In one section, he describes two climate scientists on a trip to the Arctic “looking for numbers a computer could understand — the height of an ice chunk, the temperature of a layer, the size of a grain.” What the scientists’ 74-year-old Iñupiaq consultant and guide had to say “was almost irrelevant.” And yet the guide’s “understanding of the ice in all its dimensions, from the atmosphere to the sea floor, ocean currents, and development through time, was the view the scientists were ultimately after, but they would approach it only years and millions of dollars from now.”

Just chillin’.

Photo: Charles Wohlforth.

In his desire to embrace both sides of this cognitive divide, Wohlforth has written a descriptive rather than a prescriptive book. While the final chapter includes some scientists’ suggestions for shifting energy sources in order to curtail the carbon dioxide emissions that contribute to global warming, the book’s primary focus remains the philosophical and cultural differences between the Iñupiaq and the mainstream scientific community. Wohlforth refrains from offering any solutions himself. Instead, he reflects on what he’s learned from the Iñupiaq about adaptability, survival, and change.

“Traditional knowledge to me is centuries of trial and error. … Survival is built around respect. You think you’re better than the weather? Let’s see what the weather has got in store for you,” an Iñupiaq geologist and whaler told Wohlforth. Now, says Wohlforth, “the weather was changing for everyone, and there was a sense, in what some elders said, that a lack of respect was indeed the reason.”

The Whale and the Supercomputer is a thoughtful book. It uses the Iñupiaq experience to highlight some basic flaws in our consumption-crazy, technology-loving industrialized world. Yet the book would have been stronger if Wohlforth had gone out on a limb and waxed practical as well as ruminative.
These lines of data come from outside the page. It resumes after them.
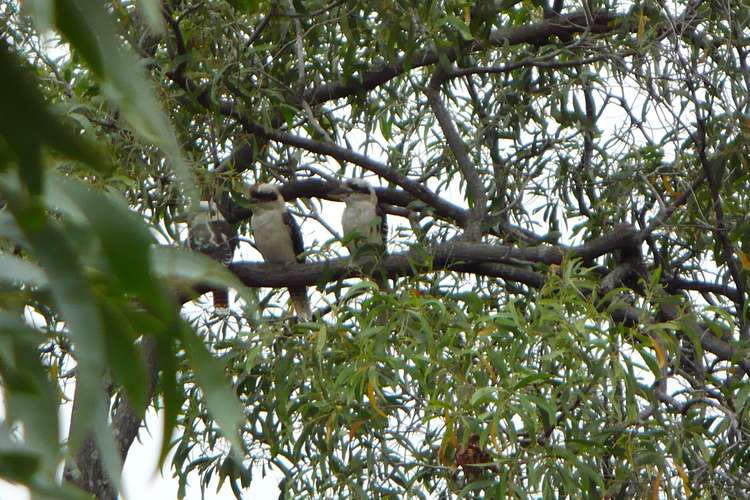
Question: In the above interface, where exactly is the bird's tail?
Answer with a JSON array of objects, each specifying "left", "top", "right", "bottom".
[
  {"left": 211, "top": 288, "right": 229, "bottom": 316},
  {"left": 289, "top": 287, "right": 312, "bottom": 321}
]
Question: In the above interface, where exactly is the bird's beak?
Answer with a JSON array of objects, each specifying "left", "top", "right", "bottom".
[{"left": 328, "top": 186, "right": 352, "bottom": 201}]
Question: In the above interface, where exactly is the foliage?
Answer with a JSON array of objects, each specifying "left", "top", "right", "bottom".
[{"left": 0, "top": 0, "right": 750, "bottom": 498}]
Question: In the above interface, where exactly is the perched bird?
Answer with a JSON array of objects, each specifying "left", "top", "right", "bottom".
[
  {"left": 188, "top": 200, "right": 237, "bottom": 316},
  {"left": 331, "top": 179, "right": 388, "bottom": 288},
  {"left": 331, "top": 179, "right": 388, "bottom": 258},
  {"left": 249, "top": 184, "right": 312, "bottom": 321}
]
“The question remained how the world would react once understanding [of the impact of climate change] was widespread,” writes Wohlforth. “Humankind has never faced a similar choice. The lessons of evolution and ecology — all prior experience on Earth — tell us nothing about an entire species giving up its cheapest and most abundant supply of energy for the benefit of unknown individuals living generations in the future.”

Elegantly put and true, but what do we do now?